Iconographie du corps
Nudité et proximité
Les corps dénudés sont devenus un spectacle plus ou moins banal, y compris sur scène. Mais au-delà des questions de police des mœurs et des accusations de pornographie, que peut bien signifier un corps nu ? La danse contemporaine s’est intéressée à ce thème et offre des exemples de réflexion sur le corps dénudé et ses effets.
Dans ce que nous appelons l’espace culturel occidental, le corps idéal est naturellement normatif. Les représentations prétendument omniprésentes de corps nus dans la publicité, l’art et les médias ne constituent donc bien souvent qu’une vision fictive de la nudité. Les morphologies qui existent réellement dans la vie – les gros, les trapus, les maigrelets, les vieux – restent taboues. Il en va de même dans le domaine de la danse. La vaste majorité des spectacles sont assurés par des interprètes jeunes, à la silhouette sculpturale. Pourtant, les gens veulent désormais autre chose. La nudité n’étant aujourd’hui plus automatiquement perçue comme scandaleuse, il s’agit désormais de savoir ce qu’un corps dénudé montre réellement. Car, même s’il est devenu banal, le nu ne va pas encore de soi.
La fonction de la nudité
La chorégraphe et danseuse Mette Ingvartsen a créé récemment plusieurs spectacles qui explorent la fonction sociale et esthétique de la nudité. Dans sa pièce de groupe 7 Pleasures, douze danseuses et danseurs sortent du public, se déshabillent et montent sur scène pour y suivre un parcours figuratif, tantôt extatique et tantôt méditatif, mais toujours collectif. Le corps individuel se fond dans la sculpture mouvante de l’ensemble, avant de jouer un solo, puis de disparaître à nouveau dans la masse. Pourtant, 7 Pleasures n’aborde pas la nudité en tant que mise à nu de l’intimité. Le corps dénudé joue davantage le rôle d’un masque, d’un déguisement subtil cachant ce qui le compose : un mélange entre désir, individualité et interactions sociales. Il n’y a rien de pornographique dans ce tableau singulièrement expérimental. Les corps des interprètes sont entièrement au service de leurs gestes ; loin d’être aguichante, leur nudité évoque plutôt une forme d’abandon de soi. C’est là que réside toute la différence avec la pornographie. La crainte séculaire de la nudité n’est probablement au fond que la crainte de la pornographie, c’est-à-dire du dépouillement de l’expérience du désir présenté comme un objet d’exposition. Aujourd’hui, l’apparition du corps nu ou revêtu d’une couche civilisatrice fait plus que jamais débat – il suffit de penser aux discussions sur le port du voile intégral, du voile ou de la barbe.
La nudité passe
Ingvartsen aborde le rapport entre la pornographie et la nudité dans la danse dans sa performance de lecture en solo intitulée 69 Positions (2014). Face aux reproductions de plusieurs illustrations du roman sulfureux de Sade Justine ou les Malheurs de la vertu, on comprend immédiatement comment l’imagination s’approprie progressivement le corps comme instrument de désir. Ingvartsen range cette réification précoce dans l’histoire des performances du XXe siècle, qui a mené un courageux combat contre l’interdiction de la nudité, avec le Living Theater, le dramaturge américain Richard Foreman, ou encore l’artiste Carolee Schneeman, également d’origine américaine.

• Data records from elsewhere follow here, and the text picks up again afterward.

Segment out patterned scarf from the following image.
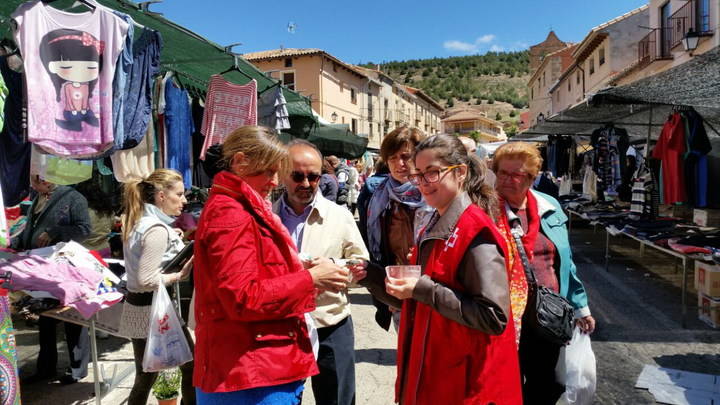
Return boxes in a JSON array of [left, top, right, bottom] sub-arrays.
[[495, 190, 540, 345], [366, 177, 425, 263]]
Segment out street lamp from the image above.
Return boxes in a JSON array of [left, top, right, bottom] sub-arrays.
[[682, 28, 700, 55], [331, 112, 338, 123]]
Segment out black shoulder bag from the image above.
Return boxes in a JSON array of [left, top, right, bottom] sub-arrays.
[[510, 224, 574, 346]]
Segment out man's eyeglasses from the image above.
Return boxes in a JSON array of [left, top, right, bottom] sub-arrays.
[[496, 170, 530, 182], [408, 165, 463, 186], [290, 171, 321, 183]]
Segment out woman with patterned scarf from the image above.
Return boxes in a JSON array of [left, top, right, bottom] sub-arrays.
[[356, 126, 430, 331], [493, 142, 595, 405]]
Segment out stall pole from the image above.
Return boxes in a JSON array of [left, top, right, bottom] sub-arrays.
[[604, 229, 611, 272], [682, 257, 689, 328], [89, 317, 102, 405]]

Mais avec quels résultats ? Quand l’exposition de la nudité s’oppose, au nom de l’art, à la récupération pornographique, la question des interprétations alternatives reste ouverte. En 1964, la performance Meat Joy de Schneeman abordait à la fois les thèmes de la guerre du Vietnam, des droits des femmes et du puritanisme. L’artiste n’a pourtant pas voulu approuver une reprise de cette action initiée par Ingvartsen, en mentionnant notamment l’âge des participants de l’époque – ce qui nous ramènerait aux normes. Or c’est justement cela qui est édifiant : le corps ne se ressemble jamais. Que ce soit dans le désir, dans la représentation ou dans le vieillissement, la nudité n'est toujours qu’éphémère, parfois trompeuse, mais toujours fragile. Elle ne suffit peut-être pas comme arme, peu importe pour quel camp.
Such stuff as we are made of (2000), de Lia Rodrigues, est une des premières œuvres de cette chorégraphe brésilienne qui appréhende son travail artistique dans son principe comme de l’activisme. À l’époque, les danseurs nus livraient leur performance au milieu du public, qui était obligé de se confronter en permanence au sentiment de honte. Quelle distance respecter ? Où poser le regard ? Que regarder ? La production Pindorama, créée par Rodrigues en 2013, exploite également le thème de la nudité et de la proximité. Les corps dénudés s’érigent en métaphore de la capacité de transformation et incarnent le corps en tant que manifestation spatiale, qui peut être vue et interprétée de diverses façons.